As Poker Boy, I find people to help in all sorts of ways. Sometimes I find them, sometimes they come to me, sometimes my boss, Stan the God of Poker assigns me the task of helping someone. It never seems to make any sense how I find the people who need saving, but I do. Just as I find the people at poker tables who need me to take their money. It seems to be a natural way of the world.
I had told Scary Mary to meet me at The Diner in downtown Las Vegas. The Diner serves the best milkshakes on the planet and the waitress who is always there is Madge, a superhero in the food service business. The Diner is decorated like a fake 1960s’ diner. I am convinced there were no places in the 1960s that looked anything like The Diner with records stapled on the walls and photos of Elvis, Marilyn, and James Dean on most walls.
But the booths were comfortable and the milkshakes huge and made like old milkshakes from the 1930s. And it was where my team met when we had a job to plan.
It was two in the afternoon. No one but Madge was with us in The Diner and she was working up behind the counter. Scary Mary and I were in a booth near the front door. It was a perfect time to get to the bottom of her problem.
Scary Mary kept looking at me in a worried fashion, so I sort of turned on my “trust-me” power and let it wash over her. I had on my black leather jacket and black fedora-like hat that was my superhero uniform and I could feel the power they gave me drawing from the nearby casinos. It should be more than enough to get Scary Mary to talk.
After a moment she blushed, which looked washed-out next to her blazing-red hair and beside her thick, blue eyeliner and red lipstick.
“You’re not going to believe me and I just don’t know what you can do to help,” she said, her voice deep and throaty.
“Try me,” I said, turning up my “trust-me” power a little and adding a little “empathy” power to it as well. “You would be surprised at what I might be able to do.”
“That’s what my friend in the poker room at the MGM told me. But you just won’t believe me.”
“Let me decide that,” I said.
She signed, looked both directions. “I’m being harassed by aliens.”
“Oh, no,” I said, signing and stirring up my milkshake. This felt like a problem I had had three years before with an old girlfriend. She hadn’t let me help her and she had vanished, more than likely killed.

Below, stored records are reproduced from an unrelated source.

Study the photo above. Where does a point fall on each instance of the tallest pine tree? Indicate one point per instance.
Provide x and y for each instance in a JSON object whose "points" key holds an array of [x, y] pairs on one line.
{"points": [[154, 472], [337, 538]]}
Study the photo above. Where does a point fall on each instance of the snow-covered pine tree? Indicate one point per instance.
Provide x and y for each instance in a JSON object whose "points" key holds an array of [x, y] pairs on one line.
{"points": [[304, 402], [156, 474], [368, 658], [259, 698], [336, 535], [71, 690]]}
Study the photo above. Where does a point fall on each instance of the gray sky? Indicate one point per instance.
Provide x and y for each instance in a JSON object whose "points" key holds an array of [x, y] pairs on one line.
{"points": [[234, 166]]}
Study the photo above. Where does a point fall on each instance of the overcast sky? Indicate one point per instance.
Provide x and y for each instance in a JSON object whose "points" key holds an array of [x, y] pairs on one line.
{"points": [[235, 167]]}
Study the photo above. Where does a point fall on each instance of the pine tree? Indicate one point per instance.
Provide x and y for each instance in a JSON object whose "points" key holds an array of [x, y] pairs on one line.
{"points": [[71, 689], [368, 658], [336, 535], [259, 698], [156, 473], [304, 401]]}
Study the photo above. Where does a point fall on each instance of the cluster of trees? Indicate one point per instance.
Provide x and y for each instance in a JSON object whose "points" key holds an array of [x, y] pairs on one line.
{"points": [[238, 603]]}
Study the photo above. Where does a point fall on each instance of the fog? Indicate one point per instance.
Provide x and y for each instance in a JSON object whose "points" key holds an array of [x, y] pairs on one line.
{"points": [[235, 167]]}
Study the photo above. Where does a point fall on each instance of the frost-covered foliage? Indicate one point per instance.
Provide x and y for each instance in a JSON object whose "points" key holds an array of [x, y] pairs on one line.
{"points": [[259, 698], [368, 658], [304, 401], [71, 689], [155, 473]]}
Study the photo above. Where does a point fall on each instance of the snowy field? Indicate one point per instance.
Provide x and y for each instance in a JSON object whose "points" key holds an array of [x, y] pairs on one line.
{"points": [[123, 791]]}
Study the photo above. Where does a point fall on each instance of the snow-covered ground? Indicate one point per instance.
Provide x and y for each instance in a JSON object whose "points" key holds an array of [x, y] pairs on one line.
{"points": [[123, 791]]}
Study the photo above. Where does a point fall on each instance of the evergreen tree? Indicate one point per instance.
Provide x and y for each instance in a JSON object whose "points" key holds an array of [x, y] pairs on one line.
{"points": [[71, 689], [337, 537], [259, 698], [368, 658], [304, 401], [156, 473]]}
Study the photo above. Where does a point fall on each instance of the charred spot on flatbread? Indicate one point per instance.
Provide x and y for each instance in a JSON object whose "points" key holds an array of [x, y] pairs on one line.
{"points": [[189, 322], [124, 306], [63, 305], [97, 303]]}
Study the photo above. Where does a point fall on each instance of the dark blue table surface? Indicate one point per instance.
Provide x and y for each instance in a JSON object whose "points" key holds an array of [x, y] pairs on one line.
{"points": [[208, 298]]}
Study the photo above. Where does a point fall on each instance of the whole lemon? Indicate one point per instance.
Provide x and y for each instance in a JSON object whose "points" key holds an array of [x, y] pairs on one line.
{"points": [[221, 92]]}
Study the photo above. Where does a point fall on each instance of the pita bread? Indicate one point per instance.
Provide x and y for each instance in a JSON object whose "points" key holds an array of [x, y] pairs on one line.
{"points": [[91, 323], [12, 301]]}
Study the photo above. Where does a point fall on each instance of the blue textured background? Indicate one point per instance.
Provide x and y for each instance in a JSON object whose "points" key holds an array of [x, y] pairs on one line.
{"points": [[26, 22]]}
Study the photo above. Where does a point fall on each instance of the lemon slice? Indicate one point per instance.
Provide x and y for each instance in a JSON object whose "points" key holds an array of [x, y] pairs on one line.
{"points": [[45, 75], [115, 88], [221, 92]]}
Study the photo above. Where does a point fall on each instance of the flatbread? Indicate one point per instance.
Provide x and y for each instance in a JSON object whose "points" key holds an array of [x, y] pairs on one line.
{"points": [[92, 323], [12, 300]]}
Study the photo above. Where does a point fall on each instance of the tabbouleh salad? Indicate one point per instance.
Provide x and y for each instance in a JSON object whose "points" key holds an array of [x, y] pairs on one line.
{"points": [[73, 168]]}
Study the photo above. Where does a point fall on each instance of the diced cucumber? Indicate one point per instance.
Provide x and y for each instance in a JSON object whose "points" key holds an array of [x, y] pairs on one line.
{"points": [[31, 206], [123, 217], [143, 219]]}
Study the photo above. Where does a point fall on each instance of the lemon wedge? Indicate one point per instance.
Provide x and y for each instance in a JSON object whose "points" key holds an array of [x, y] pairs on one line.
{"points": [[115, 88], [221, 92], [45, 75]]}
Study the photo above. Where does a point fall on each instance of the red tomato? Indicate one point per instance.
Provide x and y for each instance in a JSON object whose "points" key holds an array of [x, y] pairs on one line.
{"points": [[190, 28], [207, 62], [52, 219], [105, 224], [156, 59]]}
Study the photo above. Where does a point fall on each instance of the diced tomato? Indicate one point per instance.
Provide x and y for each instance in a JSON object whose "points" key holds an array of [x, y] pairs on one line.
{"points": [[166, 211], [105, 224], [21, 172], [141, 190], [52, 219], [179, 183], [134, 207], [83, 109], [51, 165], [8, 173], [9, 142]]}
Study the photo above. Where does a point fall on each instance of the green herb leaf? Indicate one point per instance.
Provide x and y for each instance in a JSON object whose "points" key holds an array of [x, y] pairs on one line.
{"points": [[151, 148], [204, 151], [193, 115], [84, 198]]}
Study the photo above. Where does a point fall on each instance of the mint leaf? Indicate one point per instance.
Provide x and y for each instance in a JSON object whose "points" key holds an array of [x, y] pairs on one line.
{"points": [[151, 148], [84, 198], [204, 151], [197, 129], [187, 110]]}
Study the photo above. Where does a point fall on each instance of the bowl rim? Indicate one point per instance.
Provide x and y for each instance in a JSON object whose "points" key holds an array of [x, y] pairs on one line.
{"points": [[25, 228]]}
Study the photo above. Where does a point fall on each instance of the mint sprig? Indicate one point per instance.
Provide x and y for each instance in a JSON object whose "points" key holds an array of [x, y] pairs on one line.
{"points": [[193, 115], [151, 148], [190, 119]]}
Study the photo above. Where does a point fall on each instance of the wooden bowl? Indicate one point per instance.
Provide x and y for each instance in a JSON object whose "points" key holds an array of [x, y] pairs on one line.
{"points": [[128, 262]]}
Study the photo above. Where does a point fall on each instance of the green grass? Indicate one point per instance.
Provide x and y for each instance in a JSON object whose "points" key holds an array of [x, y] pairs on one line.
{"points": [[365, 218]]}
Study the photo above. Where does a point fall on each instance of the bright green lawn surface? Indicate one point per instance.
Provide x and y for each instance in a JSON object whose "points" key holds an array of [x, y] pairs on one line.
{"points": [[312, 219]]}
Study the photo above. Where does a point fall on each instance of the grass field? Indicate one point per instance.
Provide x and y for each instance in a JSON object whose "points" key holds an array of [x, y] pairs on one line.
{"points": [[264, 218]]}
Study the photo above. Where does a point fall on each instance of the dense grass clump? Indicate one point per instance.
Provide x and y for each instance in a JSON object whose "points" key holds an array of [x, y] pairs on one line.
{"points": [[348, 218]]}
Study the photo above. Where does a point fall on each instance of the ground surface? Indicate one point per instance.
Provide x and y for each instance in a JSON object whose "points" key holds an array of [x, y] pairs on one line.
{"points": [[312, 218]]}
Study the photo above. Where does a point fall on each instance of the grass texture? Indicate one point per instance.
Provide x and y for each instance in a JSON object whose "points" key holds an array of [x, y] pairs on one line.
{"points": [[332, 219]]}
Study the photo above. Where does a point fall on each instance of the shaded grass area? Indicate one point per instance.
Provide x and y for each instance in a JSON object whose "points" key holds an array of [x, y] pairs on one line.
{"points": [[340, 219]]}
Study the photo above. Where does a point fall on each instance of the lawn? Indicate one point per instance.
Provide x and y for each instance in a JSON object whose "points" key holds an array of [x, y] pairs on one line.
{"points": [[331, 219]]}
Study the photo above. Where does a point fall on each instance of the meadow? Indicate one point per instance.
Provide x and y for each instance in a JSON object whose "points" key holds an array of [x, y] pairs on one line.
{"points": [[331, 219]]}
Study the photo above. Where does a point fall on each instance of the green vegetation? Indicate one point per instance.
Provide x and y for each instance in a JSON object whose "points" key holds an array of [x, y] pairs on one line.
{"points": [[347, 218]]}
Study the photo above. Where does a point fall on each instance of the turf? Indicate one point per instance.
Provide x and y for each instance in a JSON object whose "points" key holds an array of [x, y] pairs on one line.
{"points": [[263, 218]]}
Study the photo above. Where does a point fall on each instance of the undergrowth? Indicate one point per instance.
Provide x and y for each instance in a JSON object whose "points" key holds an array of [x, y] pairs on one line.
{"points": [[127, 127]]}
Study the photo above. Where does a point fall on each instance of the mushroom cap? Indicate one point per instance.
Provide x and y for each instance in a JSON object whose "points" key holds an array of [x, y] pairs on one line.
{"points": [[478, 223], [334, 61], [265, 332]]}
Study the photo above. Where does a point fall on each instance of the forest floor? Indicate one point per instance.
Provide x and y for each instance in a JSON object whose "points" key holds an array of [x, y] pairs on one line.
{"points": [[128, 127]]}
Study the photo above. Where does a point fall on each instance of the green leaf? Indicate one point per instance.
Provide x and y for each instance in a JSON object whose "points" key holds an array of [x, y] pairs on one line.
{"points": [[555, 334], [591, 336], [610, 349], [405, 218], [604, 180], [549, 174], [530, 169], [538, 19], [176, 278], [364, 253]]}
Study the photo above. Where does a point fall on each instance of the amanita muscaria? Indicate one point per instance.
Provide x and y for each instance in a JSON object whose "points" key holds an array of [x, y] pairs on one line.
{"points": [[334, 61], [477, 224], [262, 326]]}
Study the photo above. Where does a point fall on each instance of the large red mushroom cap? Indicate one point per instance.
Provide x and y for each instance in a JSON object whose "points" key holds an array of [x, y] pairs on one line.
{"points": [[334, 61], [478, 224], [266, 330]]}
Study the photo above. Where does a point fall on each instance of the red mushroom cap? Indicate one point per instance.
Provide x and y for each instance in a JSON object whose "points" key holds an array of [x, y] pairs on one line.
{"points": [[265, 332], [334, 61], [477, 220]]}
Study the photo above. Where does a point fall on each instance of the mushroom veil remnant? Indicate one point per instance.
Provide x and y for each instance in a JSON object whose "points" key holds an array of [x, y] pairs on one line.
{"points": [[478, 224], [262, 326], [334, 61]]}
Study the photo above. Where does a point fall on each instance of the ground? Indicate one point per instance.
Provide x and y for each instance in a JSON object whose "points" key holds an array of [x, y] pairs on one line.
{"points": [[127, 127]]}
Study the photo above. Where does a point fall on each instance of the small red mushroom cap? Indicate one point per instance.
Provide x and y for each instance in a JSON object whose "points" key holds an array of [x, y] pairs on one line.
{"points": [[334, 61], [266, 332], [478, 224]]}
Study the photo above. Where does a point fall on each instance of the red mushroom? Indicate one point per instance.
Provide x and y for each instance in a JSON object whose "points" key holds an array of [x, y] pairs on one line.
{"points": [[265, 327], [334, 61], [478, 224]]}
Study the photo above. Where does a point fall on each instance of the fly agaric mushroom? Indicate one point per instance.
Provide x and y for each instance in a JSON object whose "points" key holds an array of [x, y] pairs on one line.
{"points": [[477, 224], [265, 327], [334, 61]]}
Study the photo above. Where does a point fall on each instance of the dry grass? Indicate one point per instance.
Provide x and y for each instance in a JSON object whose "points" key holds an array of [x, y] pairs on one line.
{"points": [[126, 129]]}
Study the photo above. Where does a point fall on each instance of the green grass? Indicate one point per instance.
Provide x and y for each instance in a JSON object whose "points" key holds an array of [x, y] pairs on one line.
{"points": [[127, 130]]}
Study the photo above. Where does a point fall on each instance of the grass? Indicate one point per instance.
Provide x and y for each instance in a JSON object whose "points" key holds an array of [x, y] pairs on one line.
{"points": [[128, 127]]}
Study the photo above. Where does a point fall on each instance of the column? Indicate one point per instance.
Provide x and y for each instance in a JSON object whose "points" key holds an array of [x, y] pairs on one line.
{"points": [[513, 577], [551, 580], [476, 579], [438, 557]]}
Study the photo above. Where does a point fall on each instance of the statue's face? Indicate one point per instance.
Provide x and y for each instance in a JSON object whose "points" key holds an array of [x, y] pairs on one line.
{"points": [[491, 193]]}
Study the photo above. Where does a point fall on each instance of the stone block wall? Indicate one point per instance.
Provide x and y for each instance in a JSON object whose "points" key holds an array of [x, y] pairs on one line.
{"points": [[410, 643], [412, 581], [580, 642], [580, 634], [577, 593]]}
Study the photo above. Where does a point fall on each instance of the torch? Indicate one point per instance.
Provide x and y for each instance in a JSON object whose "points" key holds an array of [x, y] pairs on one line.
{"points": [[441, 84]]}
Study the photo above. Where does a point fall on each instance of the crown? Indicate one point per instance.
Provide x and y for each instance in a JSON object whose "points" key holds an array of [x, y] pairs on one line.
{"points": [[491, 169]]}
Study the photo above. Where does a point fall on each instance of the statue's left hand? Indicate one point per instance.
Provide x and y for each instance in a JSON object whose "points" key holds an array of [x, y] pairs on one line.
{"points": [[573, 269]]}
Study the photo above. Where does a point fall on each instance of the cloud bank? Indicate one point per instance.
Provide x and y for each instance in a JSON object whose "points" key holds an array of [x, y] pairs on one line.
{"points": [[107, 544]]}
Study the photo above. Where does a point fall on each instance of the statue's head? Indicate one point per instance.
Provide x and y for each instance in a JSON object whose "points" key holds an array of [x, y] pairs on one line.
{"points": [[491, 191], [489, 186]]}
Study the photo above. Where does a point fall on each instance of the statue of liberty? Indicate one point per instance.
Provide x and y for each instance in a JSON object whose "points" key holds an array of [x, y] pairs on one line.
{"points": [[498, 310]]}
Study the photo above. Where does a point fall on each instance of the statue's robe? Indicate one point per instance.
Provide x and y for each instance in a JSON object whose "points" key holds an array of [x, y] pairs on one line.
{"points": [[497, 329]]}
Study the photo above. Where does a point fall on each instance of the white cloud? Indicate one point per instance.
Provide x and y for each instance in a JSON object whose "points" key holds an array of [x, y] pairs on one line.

“I told you that you wouldn’t believe me,” Scary Mary said, clearly disgusted.
“Oh, I believe you,” I said. “The aliens you are seeing have large heads, big eyes, and are gray. Right?”
“Yes, yes,” she said, jumping a little in the booth in excitement and almost knocking over her milkshake with the large extensions on her chest.
I sighed again. “Those aren’t aliens. Those are creatures called Silicon Suckers. And my bet is they are after your breasts.”
Both her hands went to cover a few inches of the mass on her chest, her eyes wide, her mouth open.
Silicon Suckers are the reason the UFO nuts think there are aliens visiting earth. They have big oblong heads with long thin excuses for chins. Their bodies are thin, humanoid, but all gray in color. Their feet are huge and they walk like they are floating through the air without a sound. And they have lived in their caves in deserts for far longer than there have been humans around.
What drives me nuts about them are their huge eyes. They don’t seem to blink and that can just unnerve a guy, even me, a superhero.
They have no smell, but can suck moisture out of an area faster than a hundred dehumidifiers on full blast. And for some stupid reason, of all the people and superheroes and gods that exist, I am the one who has become the go-to guy for dealing with the Silicon Suckers.
I keep wanting to tell people I play poker for a living, I work for Stan, the God of Poker, and I do my best work in casinos helping people who come into poker rooms solve their problems. As far as I know, Silicon Suckers don’t even know what poker is.
Now here I was again, talking to a woman who needed help with the Silicon Suckers. If this trend didn’t stop, I might start being called Silicon Sucker Boy. And I would hate that.